Olá Susana. Não pertenço ao Banco Alimentar mas sou daquelas que pratica a caridade. A caridade é um movimento de empatia para com o outro, muitas vezes nosso desconhecido mas que está no nosso espaço social próximo, que podemos ir ter fisicamente com ele e fazer uma diferença, a diferença que nos é possível fazer naquele instante, no presente, na vida real. Pode ser um pacote de arroz ou uma lata de feijão que por sinal ninguém cá em casa gostava mas que comprei e foi ficando no fundo da despensa.
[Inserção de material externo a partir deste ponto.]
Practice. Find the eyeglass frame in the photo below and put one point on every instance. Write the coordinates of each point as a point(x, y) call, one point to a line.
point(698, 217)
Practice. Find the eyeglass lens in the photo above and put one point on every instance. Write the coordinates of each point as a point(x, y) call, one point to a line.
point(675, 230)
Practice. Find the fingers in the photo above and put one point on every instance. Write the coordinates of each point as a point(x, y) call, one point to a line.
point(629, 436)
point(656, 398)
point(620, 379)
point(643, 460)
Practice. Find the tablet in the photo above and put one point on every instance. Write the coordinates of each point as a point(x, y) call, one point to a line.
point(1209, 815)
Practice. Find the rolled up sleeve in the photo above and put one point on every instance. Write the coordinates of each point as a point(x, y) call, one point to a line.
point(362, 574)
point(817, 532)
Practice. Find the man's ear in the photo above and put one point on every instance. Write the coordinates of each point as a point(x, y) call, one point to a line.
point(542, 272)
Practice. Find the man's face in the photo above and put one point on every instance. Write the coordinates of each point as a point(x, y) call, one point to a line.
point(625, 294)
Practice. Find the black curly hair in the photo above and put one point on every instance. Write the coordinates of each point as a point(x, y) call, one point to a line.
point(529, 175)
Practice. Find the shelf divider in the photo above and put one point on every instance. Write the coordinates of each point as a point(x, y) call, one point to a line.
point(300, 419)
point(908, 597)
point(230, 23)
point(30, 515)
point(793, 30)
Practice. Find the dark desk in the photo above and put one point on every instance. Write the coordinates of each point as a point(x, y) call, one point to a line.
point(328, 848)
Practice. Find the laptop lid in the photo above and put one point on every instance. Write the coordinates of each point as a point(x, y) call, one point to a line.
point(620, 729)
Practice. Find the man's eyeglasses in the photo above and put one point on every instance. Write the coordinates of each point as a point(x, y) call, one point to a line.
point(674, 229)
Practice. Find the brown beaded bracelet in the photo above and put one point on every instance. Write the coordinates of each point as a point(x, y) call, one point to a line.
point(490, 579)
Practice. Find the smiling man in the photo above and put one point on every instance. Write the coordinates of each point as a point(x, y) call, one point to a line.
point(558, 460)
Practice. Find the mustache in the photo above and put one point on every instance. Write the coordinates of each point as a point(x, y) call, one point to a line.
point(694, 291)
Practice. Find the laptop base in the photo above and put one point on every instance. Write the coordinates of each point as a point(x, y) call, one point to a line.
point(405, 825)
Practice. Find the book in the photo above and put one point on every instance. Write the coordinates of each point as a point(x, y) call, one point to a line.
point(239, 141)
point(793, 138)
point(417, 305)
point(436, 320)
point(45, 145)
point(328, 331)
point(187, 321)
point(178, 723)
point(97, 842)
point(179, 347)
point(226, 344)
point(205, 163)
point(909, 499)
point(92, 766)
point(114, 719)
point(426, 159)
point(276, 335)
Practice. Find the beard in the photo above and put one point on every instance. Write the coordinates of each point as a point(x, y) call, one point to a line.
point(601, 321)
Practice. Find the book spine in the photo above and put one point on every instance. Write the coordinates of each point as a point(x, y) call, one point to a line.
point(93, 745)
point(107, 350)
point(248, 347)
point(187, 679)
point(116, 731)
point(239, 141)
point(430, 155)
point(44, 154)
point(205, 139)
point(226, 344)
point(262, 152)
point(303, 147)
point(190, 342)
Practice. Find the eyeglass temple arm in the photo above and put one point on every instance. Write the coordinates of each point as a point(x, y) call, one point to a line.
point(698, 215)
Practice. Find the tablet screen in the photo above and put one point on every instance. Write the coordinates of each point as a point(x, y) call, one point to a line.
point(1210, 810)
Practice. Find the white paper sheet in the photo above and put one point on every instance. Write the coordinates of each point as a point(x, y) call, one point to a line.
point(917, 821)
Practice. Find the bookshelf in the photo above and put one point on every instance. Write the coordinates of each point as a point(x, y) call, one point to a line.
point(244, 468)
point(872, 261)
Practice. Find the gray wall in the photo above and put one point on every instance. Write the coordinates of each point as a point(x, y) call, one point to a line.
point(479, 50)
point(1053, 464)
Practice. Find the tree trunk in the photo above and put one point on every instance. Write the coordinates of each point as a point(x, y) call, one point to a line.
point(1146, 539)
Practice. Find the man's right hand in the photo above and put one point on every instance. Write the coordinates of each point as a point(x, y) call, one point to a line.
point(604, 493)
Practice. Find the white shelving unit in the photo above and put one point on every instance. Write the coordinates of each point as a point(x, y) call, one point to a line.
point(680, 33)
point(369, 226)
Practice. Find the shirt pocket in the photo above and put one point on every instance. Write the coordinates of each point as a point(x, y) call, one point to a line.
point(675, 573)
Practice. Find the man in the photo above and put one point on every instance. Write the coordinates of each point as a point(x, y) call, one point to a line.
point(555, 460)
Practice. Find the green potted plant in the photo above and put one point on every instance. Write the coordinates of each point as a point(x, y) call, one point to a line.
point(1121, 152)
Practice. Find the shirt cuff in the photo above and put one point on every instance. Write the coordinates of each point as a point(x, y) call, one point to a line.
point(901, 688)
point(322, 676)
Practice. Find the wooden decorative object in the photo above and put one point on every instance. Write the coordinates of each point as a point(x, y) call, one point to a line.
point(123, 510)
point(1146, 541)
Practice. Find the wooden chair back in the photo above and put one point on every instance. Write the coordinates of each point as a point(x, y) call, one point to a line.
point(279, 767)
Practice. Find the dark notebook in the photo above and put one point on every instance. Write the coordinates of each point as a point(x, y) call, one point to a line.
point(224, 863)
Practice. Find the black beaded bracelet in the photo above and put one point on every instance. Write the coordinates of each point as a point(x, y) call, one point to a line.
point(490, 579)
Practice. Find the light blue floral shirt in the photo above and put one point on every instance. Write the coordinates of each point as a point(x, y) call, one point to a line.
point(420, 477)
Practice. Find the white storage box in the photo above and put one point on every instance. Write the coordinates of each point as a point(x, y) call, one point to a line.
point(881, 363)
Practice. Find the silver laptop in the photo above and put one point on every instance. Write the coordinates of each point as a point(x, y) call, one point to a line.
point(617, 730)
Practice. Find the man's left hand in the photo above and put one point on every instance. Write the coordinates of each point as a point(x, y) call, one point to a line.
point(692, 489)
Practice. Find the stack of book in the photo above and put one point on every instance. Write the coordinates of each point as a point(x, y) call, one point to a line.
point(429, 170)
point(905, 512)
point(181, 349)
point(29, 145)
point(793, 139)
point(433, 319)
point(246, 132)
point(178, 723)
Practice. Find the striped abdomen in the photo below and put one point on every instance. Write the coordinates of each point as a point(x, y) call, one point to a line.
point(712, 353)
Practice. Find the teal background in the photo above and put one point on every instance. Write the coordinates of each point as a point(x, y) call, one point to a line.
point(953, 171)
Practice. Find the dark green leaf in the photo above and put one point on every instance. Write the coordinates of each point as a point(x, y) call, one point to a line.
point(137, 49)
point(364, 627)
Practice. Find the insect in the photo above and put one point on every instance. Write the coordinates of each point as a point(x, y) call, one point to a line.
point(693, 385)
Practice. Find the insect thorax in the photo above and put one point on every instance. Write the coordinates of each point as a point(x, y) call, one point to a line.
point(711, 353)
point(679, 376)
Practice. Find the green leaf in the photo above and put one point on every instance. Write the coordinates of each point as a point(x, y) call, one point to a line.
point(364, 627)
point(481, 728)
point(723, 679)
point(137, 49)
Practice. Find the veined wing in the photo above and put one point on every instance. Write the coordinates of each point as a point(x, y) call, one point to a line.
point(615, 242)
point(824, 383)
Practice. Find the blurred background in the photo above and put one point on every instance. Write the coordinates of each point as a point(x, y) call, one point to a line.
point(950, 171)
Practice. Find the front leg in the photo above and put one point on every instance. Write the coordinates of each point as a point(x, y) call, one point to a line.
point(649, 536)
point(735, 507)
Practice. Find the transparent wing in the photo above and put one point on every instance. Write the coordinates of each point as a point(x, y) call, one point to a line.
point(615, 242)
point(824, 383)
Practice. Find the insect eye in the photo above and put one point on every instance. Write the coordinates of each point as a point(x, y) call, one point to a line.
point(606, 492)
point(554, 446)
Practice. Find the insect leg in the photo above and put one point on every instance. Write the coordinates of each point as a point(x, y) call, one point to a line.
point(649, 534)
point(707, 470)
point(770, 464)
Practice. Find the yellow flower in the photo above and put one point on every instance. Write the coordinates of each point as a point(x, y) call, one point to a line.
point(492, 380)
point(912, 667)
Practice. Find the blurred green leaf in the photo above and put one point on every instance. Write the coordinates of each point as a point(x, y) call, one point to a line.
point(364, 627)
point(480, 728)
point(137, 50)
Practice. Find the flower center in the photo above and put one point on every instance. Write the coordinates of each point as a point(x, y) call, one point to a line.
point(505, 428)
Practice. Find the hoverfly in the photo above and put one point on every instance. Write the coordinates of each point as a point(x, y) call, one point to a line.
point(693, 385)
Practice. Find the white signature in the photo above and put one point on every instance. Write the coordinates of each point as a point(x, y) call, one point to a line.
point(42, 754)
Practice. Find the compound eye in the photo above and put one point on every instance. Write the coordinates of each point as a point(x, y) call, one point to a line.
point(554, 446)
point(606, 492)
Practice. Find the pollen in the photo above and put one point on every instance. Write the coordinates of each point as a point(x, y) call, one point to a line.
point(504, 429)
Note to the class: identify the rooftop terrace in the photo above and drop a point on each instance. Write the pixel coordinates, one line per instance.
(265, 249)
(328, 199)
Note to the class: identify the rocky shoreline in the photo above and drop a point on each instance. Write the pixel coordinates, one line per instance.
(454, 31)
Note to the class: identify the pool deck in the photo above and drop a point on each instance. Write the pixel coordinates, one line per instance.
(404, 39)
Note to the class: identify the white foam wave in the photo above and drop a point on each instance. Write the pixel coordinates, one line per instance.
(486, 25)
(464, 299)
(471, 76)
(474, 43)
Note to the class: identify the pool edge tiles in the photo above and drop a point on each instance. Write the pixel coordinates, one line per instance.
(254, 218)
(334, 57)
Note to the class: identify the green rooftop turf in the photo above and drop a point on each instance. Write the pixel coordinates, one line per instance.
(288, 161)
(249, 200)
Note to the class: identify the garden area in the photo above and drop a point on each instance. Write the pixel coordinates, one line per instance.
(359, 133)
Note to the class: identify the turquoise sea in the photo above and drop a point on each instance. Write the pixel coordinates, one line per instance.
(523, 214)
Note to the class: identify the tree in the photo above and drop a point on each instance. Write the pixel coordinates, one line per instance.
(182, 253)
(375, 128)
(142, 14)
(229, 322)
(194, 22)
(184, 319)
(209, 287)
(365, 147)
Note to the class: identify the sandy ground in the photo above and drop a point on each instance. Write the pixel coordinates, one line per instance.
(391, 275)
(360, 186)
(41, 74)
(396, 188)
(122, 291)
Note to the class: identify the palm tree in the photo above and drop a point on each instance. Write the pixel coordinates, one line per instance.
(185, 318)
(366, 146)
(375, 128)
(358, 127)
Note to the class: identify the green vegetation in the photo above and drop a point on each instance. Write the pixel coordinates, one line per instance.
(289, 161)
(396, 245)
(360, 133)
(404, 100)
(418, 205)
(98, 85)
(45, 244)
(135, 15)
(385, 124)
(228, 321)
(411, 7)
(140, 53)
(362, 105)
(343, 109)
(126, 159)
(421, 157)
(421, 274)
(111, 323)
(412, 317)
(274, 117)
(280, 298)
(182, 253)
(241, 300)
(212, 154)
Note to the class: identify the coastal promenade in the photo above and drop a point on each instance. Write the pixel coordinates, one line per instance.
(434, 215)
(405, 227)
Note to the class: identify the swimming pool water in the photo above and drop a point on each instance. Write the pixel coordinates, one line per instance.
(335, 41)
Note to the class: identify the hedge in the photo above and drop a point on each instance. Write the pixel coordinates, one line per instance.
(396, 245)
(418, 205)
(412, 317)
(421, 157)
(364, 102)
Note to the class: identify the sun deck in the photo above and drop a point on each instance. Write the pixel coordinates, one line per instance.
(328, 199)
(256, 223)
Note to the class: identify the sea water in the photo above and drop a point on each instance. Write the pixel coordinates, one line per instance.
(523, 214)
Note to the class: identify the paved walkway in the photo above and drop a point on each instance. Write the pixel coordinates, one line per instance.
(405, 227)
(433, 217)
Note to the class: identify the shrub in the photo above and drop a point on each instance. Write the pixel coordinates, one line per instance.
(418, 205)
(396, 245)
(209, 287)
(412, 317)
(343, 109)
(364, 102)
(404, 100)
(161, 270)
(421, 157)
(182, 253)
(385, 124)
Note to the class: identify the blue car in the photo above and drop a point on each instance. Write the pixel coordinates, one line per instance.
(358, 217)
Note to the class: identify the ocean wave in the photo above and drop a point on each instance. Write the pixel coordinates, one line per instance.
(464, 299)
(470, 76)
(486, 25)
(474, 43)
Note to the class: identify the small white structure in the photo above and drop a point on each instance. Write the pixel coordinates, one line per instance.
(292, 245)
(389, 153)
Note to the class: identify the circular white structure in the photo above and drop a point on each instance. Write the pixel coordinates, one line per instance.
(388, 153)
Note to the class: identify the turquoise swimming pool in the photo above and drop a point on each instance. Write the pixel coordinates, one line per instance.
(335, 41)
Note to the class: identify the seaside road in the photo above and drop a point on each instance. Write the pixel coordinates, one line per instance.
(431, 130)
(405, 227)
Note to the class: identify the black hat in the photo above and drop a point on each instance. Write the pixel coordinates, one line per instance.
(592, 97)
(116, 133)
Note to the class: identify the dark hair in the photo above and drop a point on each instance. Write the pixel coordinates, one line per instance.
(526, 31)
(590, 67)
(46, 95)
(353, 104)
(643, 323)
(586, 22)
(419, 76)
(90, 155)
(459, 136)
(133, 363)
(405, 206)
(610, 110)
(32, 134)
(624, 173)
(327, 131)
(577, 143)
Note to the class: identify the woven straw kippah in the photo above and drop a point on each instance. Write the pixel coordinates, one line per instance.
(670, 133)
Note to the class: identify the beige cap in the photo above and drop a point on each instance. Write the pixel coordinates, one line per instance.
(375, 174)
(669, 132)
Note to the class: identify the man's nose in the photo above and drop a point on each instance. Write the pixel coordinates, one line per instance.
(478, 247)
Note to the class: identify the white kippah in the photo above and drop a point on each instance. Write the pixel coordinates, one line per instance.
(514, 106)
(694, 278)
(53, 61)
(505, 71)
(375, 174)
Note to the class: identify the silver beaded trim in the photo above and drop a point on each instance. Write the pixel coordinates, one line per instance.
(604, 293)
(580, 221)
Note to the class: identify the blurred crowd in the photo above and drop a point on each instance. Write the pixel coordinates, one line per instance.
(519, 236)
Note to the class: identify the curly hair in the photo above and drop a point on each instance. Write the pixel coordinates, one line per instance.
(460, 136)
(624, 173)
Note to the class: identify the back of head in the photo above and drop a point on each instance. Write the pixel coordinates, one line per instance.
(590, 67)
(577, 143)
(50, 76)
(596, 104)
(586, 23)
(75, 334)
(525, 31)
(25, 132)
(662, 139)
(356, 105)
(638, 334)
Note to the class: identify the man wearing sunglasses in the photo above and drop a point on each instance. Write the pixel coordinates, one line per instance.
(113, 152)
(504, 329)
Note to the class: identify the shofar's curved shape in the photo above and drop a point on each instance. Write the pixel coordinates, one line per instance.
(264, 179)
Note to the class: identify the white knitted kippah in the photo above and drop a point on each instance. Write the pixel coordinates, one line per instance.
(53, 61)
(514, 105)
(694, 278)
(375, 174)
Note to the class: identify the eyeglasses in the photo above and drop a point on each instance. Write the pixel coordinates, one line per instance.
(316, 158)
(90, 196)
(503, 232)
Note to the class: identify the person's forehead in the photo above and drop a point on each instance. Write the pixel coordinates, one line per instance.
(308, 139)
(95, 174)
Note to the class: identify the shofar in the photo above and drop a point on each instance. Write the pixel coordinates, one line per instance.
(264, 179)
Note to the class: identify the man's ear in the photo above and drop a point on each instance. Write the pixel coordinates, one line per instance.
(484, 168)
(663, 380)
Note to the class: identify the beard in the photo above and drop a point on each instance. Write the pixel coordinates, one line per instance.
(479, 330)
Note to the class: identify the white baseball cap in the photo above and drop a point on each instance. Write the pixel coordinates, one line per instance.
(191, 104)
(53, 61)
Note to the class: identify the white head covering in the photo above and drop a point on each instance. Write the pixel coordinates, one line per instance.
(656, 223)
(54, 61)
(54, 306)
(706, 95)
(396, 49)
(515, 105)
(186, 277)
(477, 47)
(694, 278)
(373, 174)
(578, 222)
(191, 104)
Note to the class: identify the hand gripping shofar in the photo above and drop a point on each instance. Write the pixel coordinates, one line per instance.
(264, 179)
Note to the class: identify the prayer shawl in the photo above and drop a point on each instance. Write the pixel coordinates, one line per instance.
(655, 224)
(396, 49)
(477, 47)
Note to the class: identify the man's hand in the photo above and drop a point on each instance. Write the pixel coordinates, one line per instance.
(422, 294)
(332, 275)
Não sei muito academicamente sobre pobreza e acho que não sou boa a pensar a nível macro mas tenho a ideia que um pacote de arroz para mim que gasto várias centenas de euros mensalmente no supermercado para uma agregado familiar de 3 pessoas (dois adultos e uma criança) não faz de facto muito diferença e tenho arroz de vários tipos na já referida despensa mas o mesmo pacote para quem eu o levo faz muita diferença. São os testemunhos que vou testemunhando, os sorrisos que vou observando e a minha insatisfação e inquietação vem da certeza que a sociedade civil poderia ter um papel tão mais relevante neste campo do que aquele que tem se houvesse mais canais a canalizar a bolsa de bondade e vontade de exercer a genuína caridade próxima de amor que existe nela. De todos os momentos em que partilhei os pacotes de arroz aqui d casa com quem não os tinha ficou-me uma observação de uma pessoa, um homem adulto que vivia sozinho que me disse como resposta ao meu pedido de desculpa de não ter trazido também uma lata de atum ou algo para fazer com o arroz com um sorriso " ... sem preocupação eu tenho canela, aqueles paus de canela que às vezes estão nos cafés e faço arroz de canela ou arranjo outras especiarias" É isso! Valorizo muito o pacote de arroz sabendo que não é solução e expressando no meu voto em TODOS os momentos eleitorais as minhas escolhas reflexo de quem avalio que terá capacidade para construir as soluções estruturais que é preciso construir.